Looking north, crews finish concrete for the decks of the South Bellevue Station platform in 2018. (Photo courtesy of Sound Transit/Flickr)
(Photo courtesy of Sound Transit/Flickr)
This is a very critical week for the King County concrete strike: If negotiations don’t wrap up soon, some big construction projects could start being pushed back.
Seattle Mayor Bruce Harrell set Sunday, Feb. 20, as the drop-dead date for returning the flow of concrete, or the reopening of the West Seattle Bridge could be pushed beyond the June 30 deadline.
West Seattle Bridge reopening jeopardized by concrete strike
The bridge project is about 30 truckloads shy of what it needs to keep on pace.
While not so specific, Sound Transit CEO Peter Rogoff said all the light rail expansion projects in King County are now at risk due to the strike. The Lynnwood, Bellevue, Redmond, and Federal Way extensions are all supposed to open in 2023 or 2024.
“Those delivery dates are increasingly in doubt the longer this strike presses on,” Rogoff told Sound Transit board members last week. “This needs to end.”

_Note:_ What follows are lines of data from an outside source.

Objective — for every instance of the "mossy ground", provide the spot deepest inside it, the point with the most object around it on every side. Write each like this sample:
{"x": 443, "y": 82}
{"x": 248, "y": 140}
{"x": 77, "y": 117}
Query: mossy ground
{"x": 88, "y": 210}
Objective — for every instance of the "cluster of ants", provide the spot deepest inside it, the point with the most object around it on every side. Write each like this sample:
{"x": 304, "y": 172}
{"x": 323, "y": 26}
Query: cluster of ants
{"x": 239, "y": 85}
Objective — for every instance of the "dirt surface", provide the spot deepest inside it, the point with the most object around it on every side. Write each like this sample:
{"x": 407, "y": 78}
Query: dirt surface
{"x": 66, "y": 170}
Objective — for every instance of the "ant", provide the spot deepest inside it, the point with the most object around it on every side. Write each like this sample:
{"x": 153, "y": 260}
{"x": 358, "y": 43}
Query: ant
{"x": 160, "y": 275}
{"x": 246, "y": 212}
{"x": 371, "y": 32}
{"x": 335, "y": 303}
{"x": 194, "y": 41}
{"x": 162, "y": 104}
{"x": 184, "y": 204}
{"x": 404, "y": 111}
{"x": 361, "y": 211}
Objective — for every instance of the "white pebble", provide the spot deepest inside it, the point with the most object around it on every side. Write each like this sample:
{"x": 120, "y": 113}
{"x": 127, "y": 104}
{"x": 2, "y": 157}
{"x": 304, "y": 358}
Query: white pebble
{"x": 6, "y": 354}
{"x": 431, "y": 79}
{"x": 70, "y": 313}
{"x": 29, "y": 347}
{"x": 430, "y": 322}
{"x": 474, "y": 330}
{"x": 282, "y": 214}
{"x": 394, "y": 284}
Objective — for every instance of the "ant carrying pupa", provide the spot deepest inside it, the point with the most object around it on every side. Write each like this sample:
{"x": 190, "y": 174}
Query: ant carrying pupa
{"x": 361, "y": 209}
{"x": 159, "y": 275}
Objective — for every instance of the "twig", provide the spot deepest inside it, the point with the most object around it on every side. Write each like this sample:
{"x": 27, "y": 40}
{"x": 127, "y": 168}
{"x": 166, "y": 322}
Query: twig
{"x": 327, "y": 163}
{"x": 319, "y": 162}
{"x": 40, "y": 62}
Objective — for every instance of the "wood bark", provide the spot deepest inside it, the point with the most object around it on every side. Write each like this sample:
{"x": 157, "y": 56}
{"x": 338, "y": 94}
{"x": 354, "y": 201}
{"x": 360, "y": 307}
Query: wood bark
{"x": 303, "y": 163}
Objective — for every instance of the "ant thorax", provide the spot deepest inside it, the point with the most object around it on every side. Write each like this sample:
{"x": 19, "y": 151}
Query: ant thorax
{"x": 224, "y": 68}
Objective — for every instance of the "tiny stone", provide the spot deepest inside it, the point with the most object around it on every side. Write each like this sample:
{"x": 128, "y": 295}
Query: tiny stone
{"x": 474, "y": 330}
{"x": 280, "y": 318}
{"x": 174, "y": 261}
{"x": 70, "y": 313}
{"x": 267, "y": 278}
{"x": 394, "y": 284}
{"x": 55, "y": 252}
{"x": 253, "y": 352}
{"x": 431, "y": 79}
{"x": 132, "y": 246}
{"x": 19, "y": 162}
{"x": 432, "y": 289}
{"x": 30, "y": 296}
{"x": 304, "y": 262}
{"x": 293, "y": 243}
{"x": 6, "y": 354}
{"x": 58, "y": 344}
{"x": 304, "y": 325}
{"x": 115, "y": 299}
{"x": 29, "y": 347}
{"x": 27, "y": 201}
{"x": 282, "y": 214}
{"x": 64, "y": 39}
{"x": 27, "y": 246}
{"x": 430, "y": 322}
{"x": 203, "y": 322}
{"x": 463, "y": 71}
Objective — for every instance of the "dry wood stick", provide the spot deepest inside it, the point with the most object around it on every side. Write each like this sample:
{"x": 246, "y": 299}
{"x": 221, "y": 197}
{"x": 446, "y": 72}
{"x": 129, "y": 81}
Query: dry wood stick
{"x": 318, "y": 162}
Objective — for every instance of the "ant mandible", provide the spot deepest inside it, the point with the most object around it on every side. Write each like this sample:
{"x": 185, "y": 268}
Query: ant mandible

“Within the next two weeks, advancing our projects requires more than 650 more deliveries that will be missed without resolution of the strike,” Rogoff continued.
For those keeping a total of the missed deliveries, Rogoff revealed the latest stats.
“We’ve missed delivery of more than 26,100 cubic yards of concrete,” he said. “That’s equivalent to more than 2,600 truckloads or, for perspective, a line of concrete trucks running back to back for more than 17 miles in length.”
That’s a line of idling trucks from downtown Seattle to about the Alderwood Mall in Lynnwood.
Concrete worker strike crippling major construction projects in King County
The contractor job losses continue to mount as well as the strike continues.
“Our contractors have had to lay off 230 workers so far,” Rogoff said.
Another 160 jobs are threatened over the next two weeks.
Rogoff said it’s hard to watch this from the outside, with no real way to impact the negotiations.
As a reminder of what the strike is all about: About 330 Teamsters went on strike against six concrete suppliers on Dec. 3, 2021. The workers are asking for better pay and benefits. Those six suppliers have offered a 17% raise over three years, plus increased medical benefits. The union workers say that’s still well below the market standard.
Both sides in this dispute have dug in their heels and are blaming each other for the impasse.